How to validate your startup idea - breue
https://breue.com/how_to_validate_your_startup_idea?ref=hn
======
boberoni
> 1\. Distill your entire product down to 1–2 features. Your first version
> should be a feature instead of a product. Figure out what 1 feature
> summarizes the entire product.

This is a good way to scope down your first launch, but I think there's more
that needs to happen before this step #1.

Every startup must establish its own value. What value can your new product
provide? Sure, a set of features may attract people to try out your product,
but value is what causes people to pay.

Moreover, 1-2 features might not achieve any value for users, leading to an
incomplete launch and a botched experiment for your hypothesis.
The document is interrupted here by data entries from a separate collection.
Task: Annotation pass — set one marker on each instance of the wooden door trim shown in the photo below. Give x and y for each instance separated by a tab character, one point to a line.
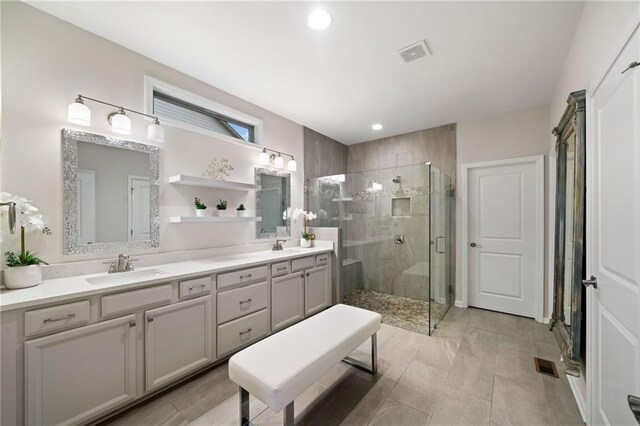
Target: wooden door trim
625	36
538	161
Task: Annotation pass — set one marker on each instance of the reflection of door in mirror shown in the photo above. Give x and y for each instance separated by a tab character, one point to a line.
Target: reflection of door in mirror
121	189
569	231
271	199
139	208
86	206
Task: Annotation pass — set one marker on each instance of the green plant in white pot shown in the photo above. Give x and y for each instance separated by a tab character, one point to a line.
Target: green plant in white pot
23	268
296	215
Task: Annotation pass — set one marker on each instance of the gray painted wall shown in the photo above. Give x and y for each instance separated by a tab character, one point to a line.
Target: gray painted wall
323	156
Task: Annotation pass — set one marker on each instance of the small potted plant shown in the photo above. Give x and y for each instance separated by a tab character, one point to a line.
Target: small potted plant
222	209
23	268
307	237
200	208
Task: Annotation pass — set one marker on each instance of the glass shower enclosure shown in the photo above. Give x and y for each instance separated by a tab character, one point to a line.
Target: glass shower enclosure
396	240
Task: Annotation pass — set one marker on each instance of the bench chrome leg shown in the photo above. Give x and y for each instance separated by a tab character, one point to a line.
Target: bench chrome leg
289	415
374	358
245	416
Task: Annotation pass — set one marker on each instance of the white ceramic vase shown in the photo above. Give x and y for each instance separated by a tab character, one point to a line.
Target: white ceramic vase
22	276
305	243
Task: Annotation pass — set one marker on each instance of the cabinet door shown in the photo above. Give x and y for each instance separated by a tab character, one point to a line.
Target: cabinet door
317	290
287	300
177	340
78	375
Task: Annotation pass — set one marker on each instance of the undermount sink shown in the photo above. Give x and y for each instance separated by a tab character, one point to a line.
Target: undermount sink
123	277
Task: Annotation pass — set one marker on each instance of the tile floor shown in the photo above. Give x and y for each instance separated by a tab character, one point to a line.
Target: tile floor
476	369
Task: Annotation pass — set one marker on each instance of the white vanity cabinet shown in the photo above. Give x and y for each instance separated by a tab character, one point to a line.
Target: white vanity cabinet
317	289
287	300
178	340
75	376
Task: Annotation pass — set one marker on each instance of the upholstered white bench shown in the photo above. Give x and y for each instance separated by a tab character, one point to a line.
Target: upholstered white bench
279	368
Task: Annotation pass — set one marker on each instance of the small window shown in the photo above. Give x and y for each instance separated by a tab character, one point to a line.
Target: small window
178	110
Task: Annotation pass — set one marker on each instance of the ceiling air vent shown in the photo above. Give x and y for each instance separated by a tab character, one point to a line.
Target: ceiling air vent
414	51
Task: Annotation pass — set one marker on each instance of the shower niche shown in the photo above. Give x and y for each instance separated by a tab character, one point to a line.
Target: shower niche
401	207
396	236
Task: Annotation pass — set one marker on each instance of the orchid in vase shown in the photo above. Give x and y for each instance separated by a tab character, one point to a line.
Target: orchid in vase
23	268
296	215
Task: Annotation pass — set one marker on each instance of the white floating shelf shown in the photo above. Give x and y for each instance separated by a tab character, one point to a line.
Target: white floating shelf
212	183
213	219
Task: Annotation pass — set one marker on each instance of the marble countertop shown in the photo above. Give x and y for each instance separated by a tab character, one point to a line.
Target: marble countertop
77	286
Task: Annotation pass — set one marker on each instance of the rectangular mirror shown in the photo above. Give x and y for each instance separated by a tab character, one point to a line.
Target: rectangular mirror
567	319
111	194
271	202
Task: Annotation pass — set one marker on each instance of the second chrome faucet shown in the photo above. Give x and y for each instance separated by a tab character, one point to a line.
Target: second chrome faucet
121	264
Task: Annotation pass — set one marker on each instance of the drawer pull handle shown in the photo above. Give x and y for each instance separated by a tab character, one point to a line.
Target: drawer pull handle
69	316
201	286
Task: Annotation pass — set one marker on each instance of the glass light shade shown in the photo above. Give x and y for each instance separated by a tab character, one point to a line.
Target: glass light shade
155	132
79	113
278	162
263	158
120	123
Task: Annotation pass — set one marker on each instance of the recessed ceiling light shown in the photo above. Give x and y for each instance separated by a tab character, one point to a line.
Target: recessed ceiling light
319	19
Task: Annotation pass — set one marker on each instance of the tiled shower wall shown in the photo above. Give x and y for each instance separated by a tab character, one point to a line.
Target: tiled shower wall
376	262
385	266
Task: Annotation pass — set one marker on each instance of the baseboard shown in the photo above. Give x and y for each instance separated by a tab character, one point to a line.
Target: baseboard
578	387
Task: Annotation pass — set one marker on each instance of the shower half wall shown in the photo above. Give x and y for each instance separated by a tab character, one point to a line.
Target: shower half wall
391	262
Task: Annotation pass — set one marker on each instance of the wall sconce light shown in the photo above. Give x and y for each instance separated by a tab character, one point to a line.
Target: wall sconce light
79	113
263	158
276	159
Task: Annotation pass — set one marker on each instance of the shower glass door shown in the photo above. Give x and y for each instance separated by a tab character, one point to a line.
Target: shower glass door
384	216
441	244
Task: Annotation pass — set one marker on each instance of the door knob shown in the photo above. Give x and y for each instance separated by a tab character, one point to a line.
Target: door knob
593	281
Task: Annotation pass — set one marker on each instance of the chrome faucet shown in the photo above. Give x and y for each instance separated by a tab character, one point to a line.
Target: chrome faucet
277	246
121	264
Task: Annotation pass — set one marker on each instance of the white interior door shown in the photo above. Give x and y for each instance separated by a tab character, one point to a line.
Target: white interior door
139	209
613	245
504	230
86	199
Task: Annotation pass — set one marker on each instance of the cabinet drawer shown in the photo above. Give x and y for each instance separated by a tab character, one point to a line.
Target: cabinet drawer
244	276
235	303
132	300
195	287
302	263
322	259
56	318
241	332
278	269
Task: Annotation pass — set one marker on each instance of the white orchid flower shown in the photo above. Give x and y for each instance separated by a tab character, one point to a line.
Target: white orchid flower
33	223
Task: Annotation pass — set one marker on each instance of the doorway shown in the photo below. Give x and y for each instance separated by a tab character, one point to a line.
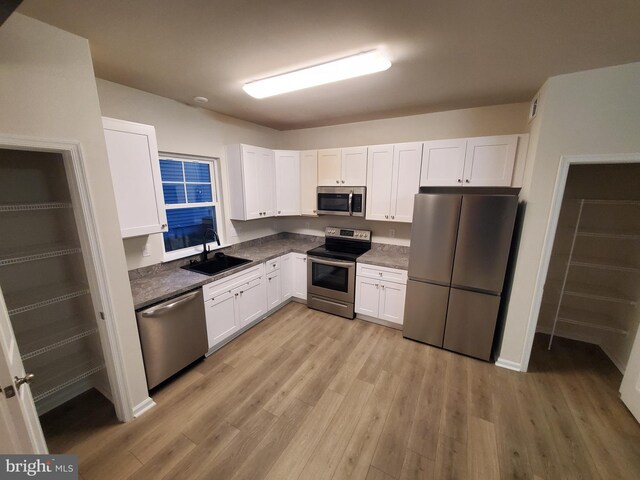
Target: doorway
49	285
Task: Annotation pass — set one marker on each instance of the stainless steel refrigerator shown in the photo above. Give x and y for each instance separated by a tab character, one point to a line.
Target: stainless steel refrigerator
459	251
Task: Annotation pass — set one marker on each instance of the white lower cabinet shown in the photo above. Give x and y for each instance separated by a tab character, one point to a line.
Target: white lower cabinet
380	292
299	275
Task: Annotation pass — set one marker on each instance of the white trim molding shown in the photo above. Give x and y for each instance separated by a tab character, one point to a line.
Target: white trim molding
561	181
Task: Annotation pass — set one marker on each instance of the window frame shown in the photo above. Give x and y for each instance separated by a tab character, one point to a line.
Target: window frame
216	195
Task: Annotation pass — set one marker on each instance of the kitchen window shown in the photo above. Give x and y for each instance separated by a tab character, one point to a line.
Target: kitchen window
192	202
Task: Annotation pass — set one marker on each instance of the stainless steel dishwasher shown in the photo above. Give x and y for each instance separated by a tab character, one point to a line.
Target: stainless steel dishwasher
173	335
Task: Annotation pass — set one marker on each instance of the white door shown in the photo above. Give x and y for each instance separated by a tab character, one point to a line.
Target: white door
391	306
379	173
21	431
630	388
443	163
309	182
251	173
489	161
267	182
367	296
354	166
407	160
287	163
300	275
274	290
251	301
221	318
329	167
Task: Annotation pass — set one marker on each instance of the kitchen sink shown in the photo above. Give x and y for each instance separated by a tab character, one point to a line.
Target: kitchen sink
219	263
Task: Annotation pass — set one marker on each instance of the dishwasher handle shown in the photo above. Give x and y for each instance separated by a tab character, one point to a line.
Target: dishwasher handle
165	307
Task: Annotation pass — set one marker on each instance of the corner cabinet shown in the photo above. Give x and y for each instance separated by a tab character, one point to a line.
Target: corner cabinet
132	150
393	178
476	162
252	182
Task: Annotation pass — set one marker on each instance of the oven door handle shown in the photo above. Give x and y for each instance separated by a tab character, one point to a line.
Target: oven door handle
333	263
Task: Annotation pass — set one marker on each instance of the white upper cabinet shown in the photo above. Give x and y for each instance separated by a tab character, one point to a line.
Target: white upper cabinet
342	167
393	178
489	161
477	162
252	182
135	171
308	182
354	166
287	163
443	163
379	173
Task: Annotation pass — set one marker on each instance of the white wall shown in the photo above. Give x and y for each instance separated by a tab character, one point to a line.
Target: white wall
590	112
49	91
185	129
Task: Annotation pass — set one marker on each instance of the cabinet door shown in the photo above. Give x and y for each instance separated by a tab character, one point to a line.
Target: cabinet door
489	161
329	167
221	318
443	163
379	173
300	275
251	301
267	183
392	297
367	296
309	182
274	290
135	171
252	178
287	165
286	273
354	166
407	160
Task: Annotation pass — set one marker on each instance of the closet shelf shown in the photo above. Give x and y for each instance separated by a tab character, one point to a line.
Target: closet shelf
37	252
43	296
52	378
597	293
25	207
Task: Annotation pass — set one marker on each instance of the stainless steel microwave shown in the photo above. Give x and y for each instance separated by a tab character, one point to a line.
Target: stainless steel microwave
341	201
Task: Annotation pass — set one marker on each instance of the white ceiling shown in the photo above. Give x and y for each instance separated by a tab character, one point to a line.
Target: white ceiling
446	54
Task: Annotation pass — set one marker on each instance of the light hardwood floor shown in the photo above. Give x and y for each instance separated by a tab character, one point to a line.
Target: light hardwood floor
306	395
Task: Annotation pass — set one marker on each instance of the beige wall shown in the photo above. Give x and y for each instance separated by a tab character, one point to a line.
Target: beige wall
49	91
592	112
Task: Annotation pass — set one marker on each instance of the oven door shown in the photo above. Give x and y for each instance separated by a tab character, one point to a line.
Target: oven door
330	278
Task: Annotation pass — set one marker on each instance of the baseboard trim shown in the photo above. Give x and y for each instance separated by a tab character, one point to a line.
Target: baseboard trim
509	364
143	407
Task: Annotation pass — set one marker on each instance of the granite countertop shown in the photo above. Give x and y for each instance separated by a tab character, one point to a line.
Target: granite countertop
153	284
384	255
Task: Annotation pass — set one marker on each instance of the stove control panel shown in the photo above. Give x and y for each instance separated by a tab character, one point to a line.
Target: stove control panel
348	233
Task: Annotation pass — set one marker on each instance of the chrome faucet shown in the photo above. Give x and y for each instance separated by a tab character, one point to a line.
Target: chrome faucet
205	249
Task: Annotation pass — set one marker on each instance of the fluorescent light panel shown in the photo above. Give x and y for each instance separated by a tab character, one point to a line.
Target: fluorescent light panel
348	67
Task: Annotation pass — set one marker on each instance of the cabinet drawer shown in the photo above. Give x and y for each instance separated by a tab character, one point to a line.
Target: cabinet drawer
272	265
382	273
229	283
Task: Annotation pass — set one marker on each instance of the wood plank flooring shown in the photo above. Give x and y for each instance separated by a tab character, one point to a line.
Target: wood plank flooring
306	395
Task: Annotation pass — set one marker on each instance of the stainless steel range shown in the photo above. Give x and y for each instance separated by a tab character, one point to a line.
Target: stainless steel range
331	270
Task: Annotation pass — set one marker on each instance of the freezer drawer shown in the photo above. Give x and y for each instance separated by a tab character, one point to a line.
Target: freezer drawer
173	334
433	237
484	240
425	312
471	323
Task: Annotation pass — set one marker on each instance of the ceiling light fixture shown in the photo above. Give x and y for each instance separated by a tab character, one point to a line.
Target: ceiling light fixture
342	69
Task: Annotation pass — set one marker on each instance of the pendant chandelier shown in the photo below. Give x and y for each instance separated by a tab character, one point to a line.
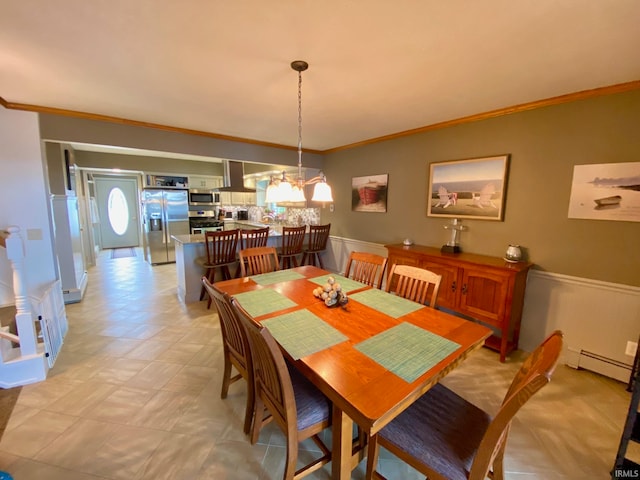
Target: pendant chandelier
288	190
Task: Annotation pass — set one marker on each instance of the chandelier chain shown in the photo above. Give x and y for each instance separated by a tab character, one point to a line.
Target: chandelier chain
299	124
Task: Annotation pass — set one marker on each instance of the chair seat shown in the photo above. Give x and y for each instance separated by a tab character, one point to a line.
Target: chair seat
425	431
312	406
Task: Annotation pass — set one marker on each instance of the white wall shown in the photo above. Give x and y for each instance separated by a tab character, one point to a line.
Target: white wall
24	200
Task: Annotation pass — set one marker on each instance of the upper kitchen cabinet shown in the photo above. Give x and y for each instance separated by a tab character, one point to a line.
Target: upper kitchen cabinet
205	182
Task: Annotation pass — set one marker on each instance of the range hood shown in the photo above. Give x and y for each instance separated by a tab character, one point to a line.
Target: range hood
234	177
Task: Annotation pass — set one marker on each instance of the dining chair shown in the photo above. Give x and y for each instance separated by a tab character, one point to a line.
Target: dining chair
235	347
318	236
256	237
220	248
250	238
299	409
444	436
256	260
414	283
292	243
366	268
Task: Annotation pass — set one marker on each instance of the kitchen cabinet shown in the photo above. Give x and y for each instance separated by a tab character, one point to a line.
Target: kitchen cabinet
483	288
243	198
205	182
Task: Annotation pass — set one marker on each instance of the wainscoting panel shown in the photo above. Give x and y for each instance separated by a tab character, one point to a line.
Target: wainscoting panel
339	249
597	318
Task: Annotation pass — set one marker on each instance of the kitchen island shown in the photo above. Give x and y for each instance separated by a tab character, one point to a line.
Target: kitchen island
191	247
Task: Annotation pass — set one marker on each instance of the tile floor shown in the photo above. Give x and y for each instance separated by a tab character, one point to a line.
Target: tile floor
135	395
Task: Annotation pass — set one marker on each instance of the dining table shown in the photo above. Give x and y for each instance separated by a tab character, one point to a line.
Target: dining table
372	357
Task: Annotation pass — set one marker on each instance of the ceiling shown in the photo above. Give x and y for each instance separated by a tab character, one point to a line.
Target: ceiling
377	67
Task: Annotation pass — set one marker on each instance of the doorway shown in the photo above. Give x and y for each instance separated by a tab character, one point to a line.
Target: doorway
117	202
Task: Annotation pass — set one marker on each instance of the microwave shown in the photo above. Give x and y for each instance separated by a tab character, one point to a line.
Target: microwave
204	198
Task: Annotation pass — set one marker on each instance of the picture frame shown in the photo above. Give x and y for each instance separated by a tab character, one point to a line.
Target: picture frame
473	188
369	193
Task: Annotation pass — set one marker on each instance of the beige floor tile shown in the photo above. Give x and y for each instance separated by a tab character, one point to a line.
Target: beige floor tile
29	437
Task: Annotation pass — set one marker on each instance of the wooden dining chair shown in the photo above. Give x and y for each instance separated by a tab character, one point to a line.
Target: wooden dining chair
366	268
299	409
318	236
235	347
292	243
414	283
256	260
220	248
444	436
256	237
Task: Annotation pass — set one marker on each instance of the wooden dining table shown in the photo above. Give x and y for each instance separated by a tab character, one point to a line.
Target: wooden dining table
372	358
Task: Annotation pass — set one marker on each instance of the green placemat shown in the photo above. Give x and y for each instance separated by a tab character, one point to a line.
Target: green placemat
407	350
387	303
261	302
276	277
301	333
347	284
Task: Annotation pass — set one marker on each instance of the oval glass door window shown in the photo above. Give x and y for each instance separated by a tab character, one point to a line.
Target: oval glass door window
118	211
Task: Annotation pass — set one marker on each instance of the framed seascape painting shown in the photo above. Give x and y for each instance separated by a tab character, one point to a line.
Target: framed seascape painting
473	188
606	191
369	194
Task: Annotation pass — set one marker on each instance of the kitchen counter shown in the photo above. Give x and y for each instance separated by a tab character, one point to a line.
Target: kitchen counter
189	273
274	229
If you don't know your value, that's ok. Overall, I agree with the article
that "it's a game of trial and error".

Use your resources (whether its just scraps or $$$) to run experiments, talk
to users, and discover your startup's actual value. That's my idea of
"validating your startup idea".

------
saaaaaam
I was really hoping for a little more than some general platitudes. This seems
very much targeted at consumer products. Products I work with are not
generally the sort of things my friends or family would use - or even
understand the need for.

This feels very reductive and not useful advice for anyone who has come to HN
knowing anything about the principles of “doing a startup”.